10 June 2012

Good things going world-wide

Joseph DiStefano has an article in the Philadelphia Inquirer about water ice:
Bob Tumolo, who opened the first Rita's-brand summertime water-ice shop in 1984, was a city firefighter from South Philly who sold out after twenty years, because growing the chain made him tired. And selling it made him rich.
Jonathan C. Fornaci, who now runs the six-hundred-store, $140 million-plus in yearly sales franchise chain from Trevose, has had a career that reads like energy personified: He's a Berkeley-trained physicist, founder of a Silicon Valley venture consultancy (Atomic Tangerine), a former General Electric executive, Peruvian gourmet-restaurant owner, and West Coast pizza-chain boss.

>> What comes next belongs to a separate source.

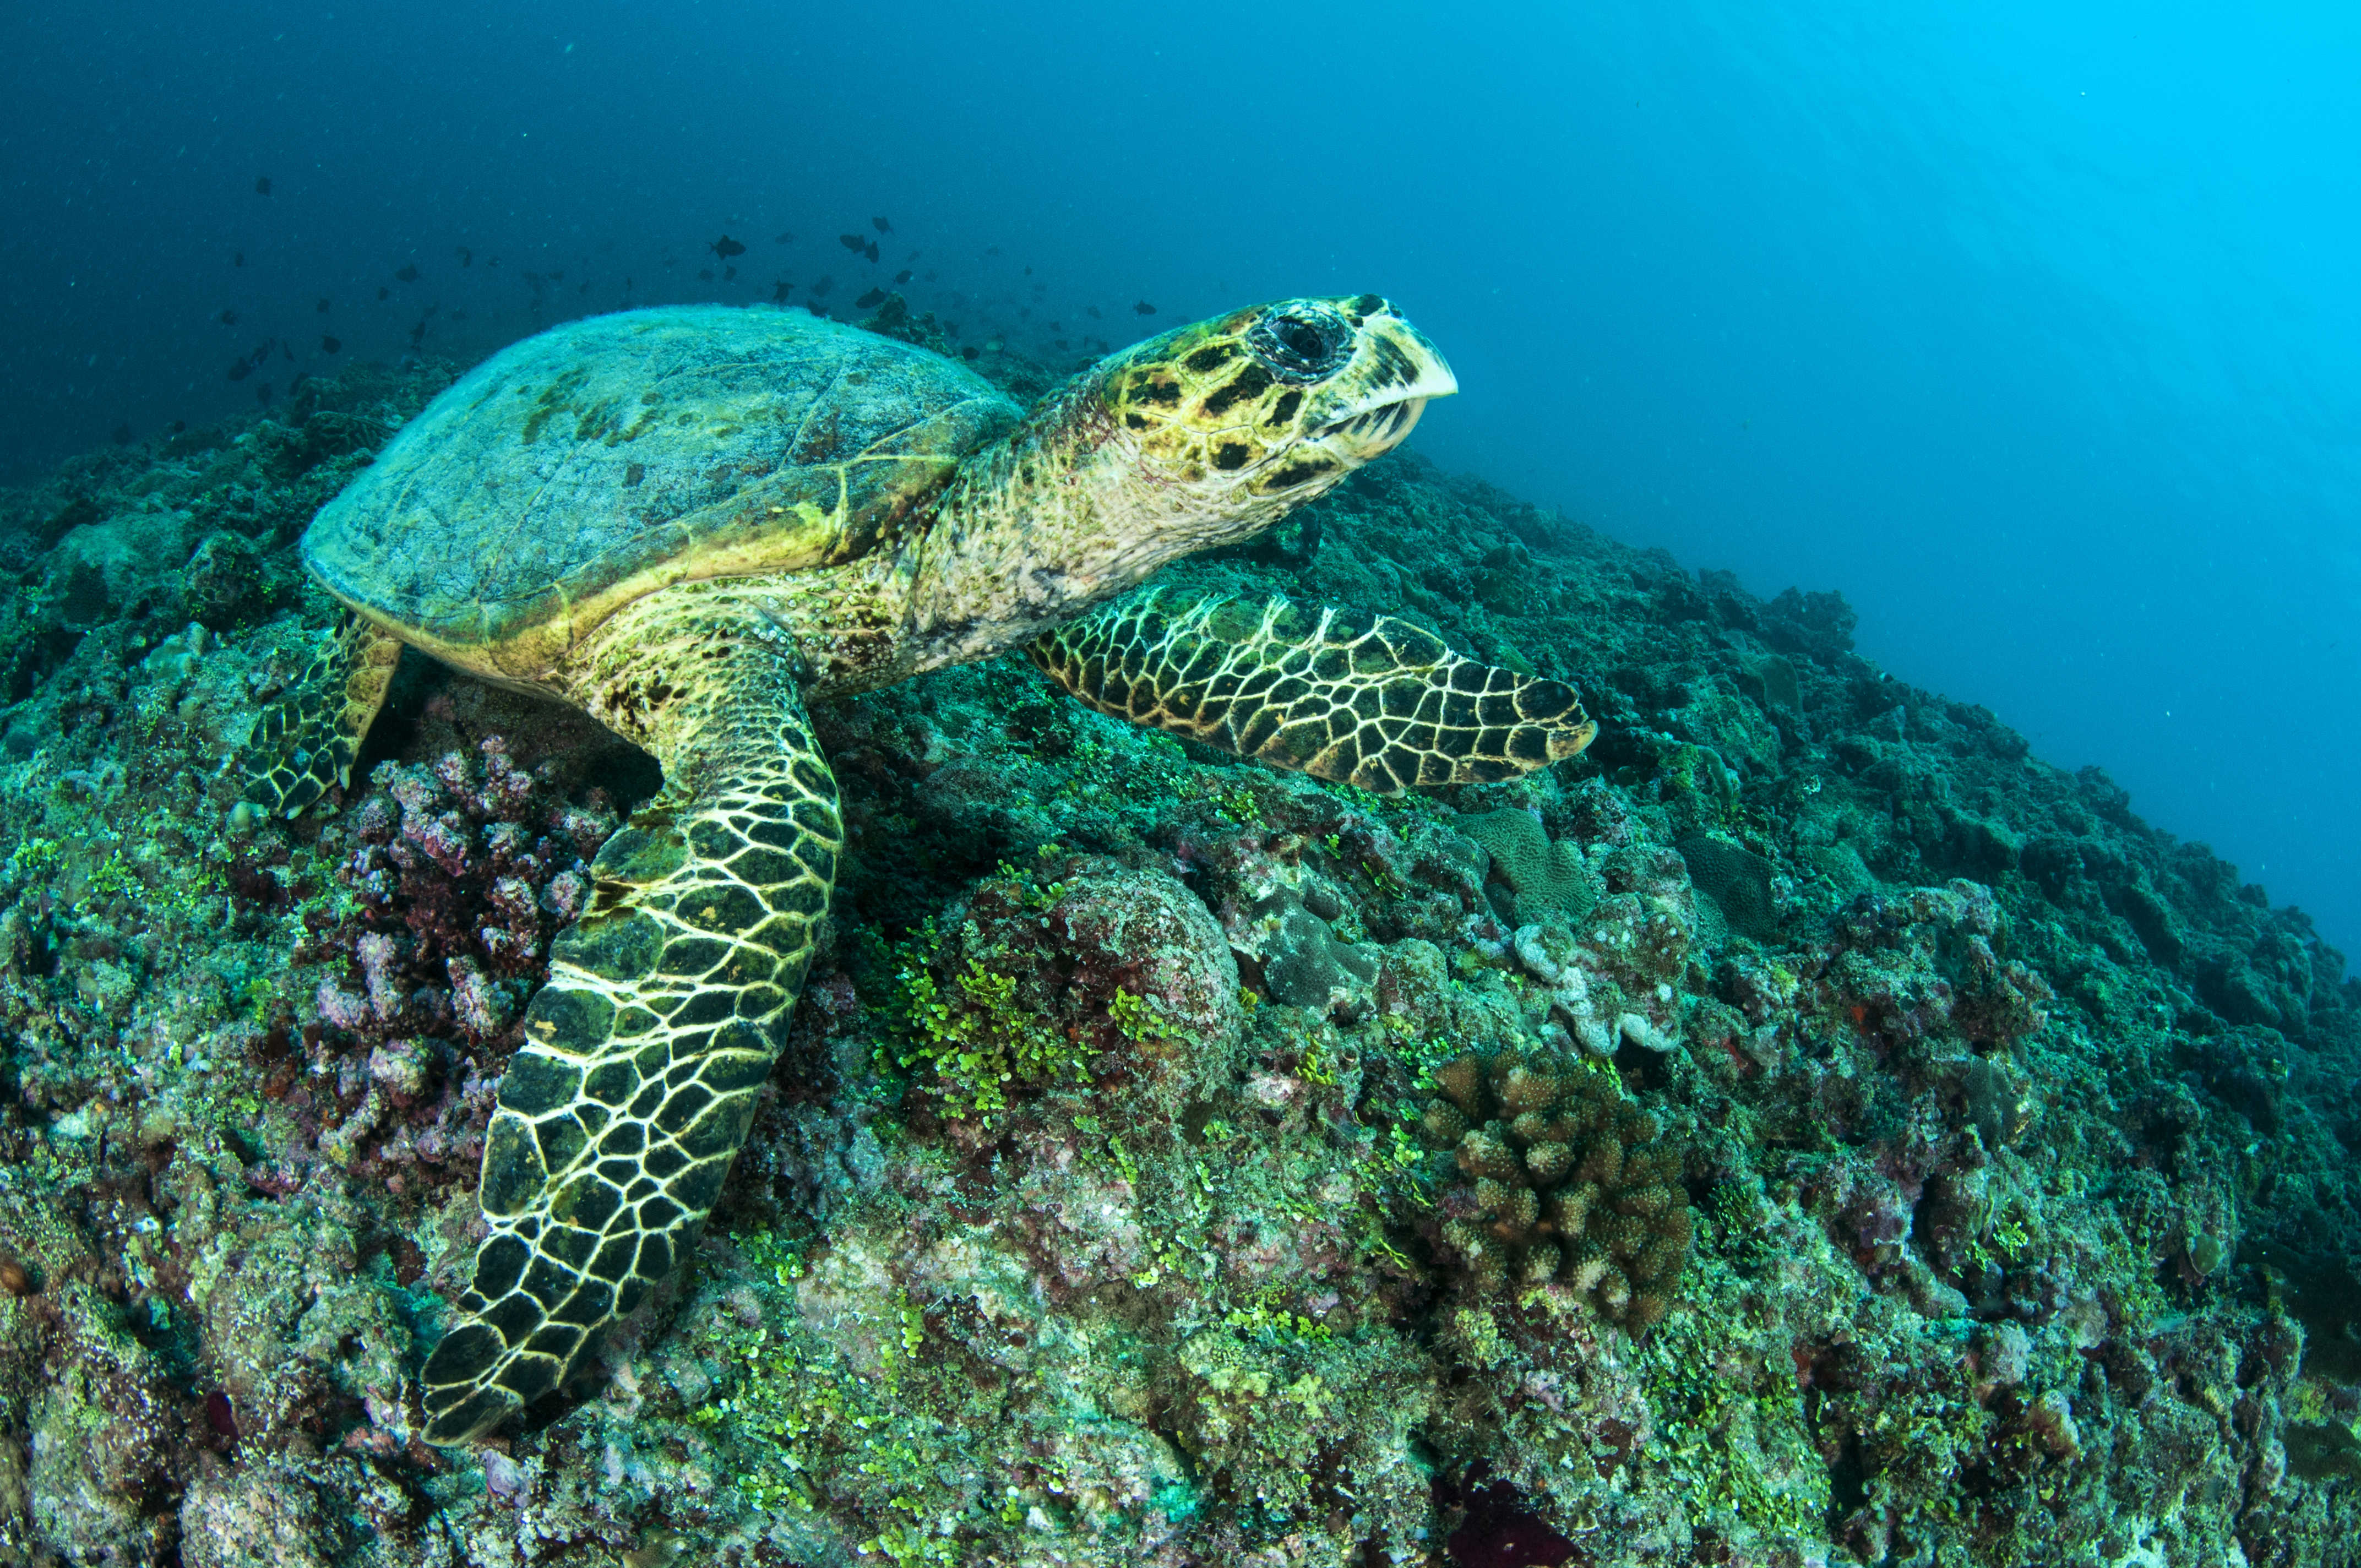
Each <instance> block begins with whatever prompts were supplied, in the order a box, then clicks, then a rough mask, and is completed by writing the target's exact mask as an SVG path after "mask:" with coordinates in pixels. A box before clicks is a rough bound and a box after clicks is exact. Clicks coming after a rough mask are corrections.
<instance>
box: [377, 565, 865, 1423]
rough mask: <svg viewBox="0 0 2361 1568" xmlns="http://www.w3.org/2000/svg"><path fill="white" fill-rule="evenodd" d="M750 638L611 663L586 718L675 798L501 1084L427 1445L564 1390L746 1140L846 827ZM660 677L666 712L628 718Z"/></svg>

He's taking Rita's global, and he hopes to sell it for its owners, in a few years, for a fat profit. Since taking over last winter, Fornaci has signed deals to open dozens of new Rita's in China and India, California, and the Dutch Caribbean isles, while cutting franchise costs to boost store profits in Rita's East Coast heartland.
Fornaci hadn't known Italian-American-style, made-fresh-daily, fruit-flavored water ice from Sno-Cones. What is this, he wondered, when New York-based Falconhead Capital LLC— which bought Rita's from Pittsburgh's Rudolph brothers (they bought from Tumolo in 2004) for somewhere north of $40 million— asked Fornaci to leave Straw Hat Pizza and run Rita's. "And I try it, and I'm, like, ‘Wow'," he told me. Smooth, "sweet, bright-colored, cool, fruit— they'll love it in Shenzhen, in Mumbai" and in Latin America, where ice-and-custard Rita's Blendinis present a soft twist on popular paleta snacks.
Last month, Fornaci signed Rita's development agreements with Parvin Juneja's South Asian Food & Hospitality Pvt Ltd., an operator of Quiznos hoagie stores and other chains in India, and with Madam Xu Xue Ling's Shenzhen Xing He Feng Trading Company, which runs Subways in south China. He's also had to make friends close to home. The Rudolphs' plans to go national and turn summer walk-up windows into year-round sit-down restaurants stalled in the recession. (They sold at a profit and retain a minority interest.)
Already "we've made significant changes to the business model," Fornaci told me. "We had been charging $250,000 to $350,000 to open a single store."
Since easy credit dried up, "we changed the model to $150,000 to open a full-production store, and add three or four satellites— a hub-and-spoke model— for $50,000 to $75,000 each," he said. "That makes stores profitable in a year, or less."
Rita's helped finance $40,000 trailers to franchisees like Berks County's Dianne Newkirk so she could work ballgames and county fairs.
Rita's still controls the product: fruit syrup from Philadelphia's I. Rice & Co., South Jersey frozen custard, in-store mixing, and pumping equipment. "The difference is, this management is really listening to the franchisees, that what works in Poughkeepsie might be different from what we need to do in central Manhattan, or the Jersey Shore," says Josh Teitelbaum, owner of the Manhattan Rita's at 94th and Broadway, and a member of Rita's franchisee council.
Fornaci eased the chain's bans against weekend-only hours, store banners, employee tip cups, and other custom features: "It would be arrogant for me to think I'm smarter than the local franchisee. If it makes sense in your community, do it." And he replaced old radio ads— Who listens to radio?— with HD-quality, Philly-cast national cable-television ads that appealed to store owners and "our customers: soccer moms and dads on weekends, taking kids to celebrate."
Rico says that Rita's was one of the great surprises about moving to Philly; now everyone will be able to enjoy it.